Less picturesque than the southern range, the aspect presented in the
illustration possesses characters that confer upon it an increased
interest. Sterile, uninhabited, and rugged, the surface displays a
remarkable variety of colour ; the disintegrated sandstone, of which
the mountains are composed, strongly contrasting with the jet-black hue
of the coal that here rises to the view, and is scattered over the soil
in the immediate vicinity of the hills . This invaluable mineral
abounds in China ; in the province of Pe-tche-le is found a species of
graphite : that exposed for sale in the towns along the banks of the
Yang-tse-kiang resembles cannel-coal ; and, in the vicinity of the
Po-yang
lake, a description having the character of bovey coal prevails . At
the base of the Five Horses' Heads a sulphurous kind is raised, and an
extensive trade is conducted here by means of it. The collieries are
worked by adits driven into the sides of the mountains, not by
perpendicular shafts, and the coal is conveyed in wagons to the
entrance, and thrown from a stage or jetty directly into the hold of
the junk. Irrigation is one of the most favourite practices in Chinese agriculture ; and the
variety of ingenious modes for raising and distributing water, reflects much credit on
the industrial character of the people .
- On the left bank of the Pe-kiang
river, and amidst the sandy grounds that are elevated above the
water-level, the sugar-cane is much cultivated, and a large
water-wheel, erected close to the shore, is employed for the purpose of
extensive and continual irrigation.
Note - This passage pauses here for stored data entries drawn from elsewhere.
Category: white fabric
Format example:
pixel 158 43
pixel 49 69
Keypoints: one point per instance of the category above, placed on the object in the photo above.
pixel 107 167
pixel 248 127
In the construction of this
primitive contrivance, ingenuity and frugality are most admirably
combined . Two upright posts are securely
fixed in the bed of the river, and in a plane perpendicular to the
trend of the bank. These uprights support the axis, about ten feet in
length, of a wheel consisting of two unequal rims, the diameter of that
near the shore being eighteen inches less than that farther off: but
both dip into the water, while the opposite segment of the wheel rises
above the level of the bank. This double wheel is connected with the
axis by eighteen spokes, obliquely inserted near each extremity of the
axis, and crossing each other at two-thirds of their length.
- They acquire additional security by a
concentric circle and bands that connect them with the rims ; the
spokes inserted in the interior extremity of the axis reaching the
outer rim, and those proceeding from the exterior terminus reaching the
inner and smaller rim. Between the rims and the crossings of the
spokes, is woven a kind of close basket-work, serving as ladle -boards
or floats, which meeting successively the current of the stream, by
their impulse turn the wheel. To both rims are attached
small tubes or spouts of wood, with an inclination of about twenty-five
degrees to the horizon, or to the axis of the wheel. These tubes are
closed at the outer extremity, but open at the other. By this position,
the tubes which happen during a revolution to be in the stream with the
open ends uppermost, fill with water. As that segment of the wheel
rises, the mouths of these tubes are then relatively depressed, and
pour their contents into a wide trough, whence they are conducted
amongst the canes as may be required.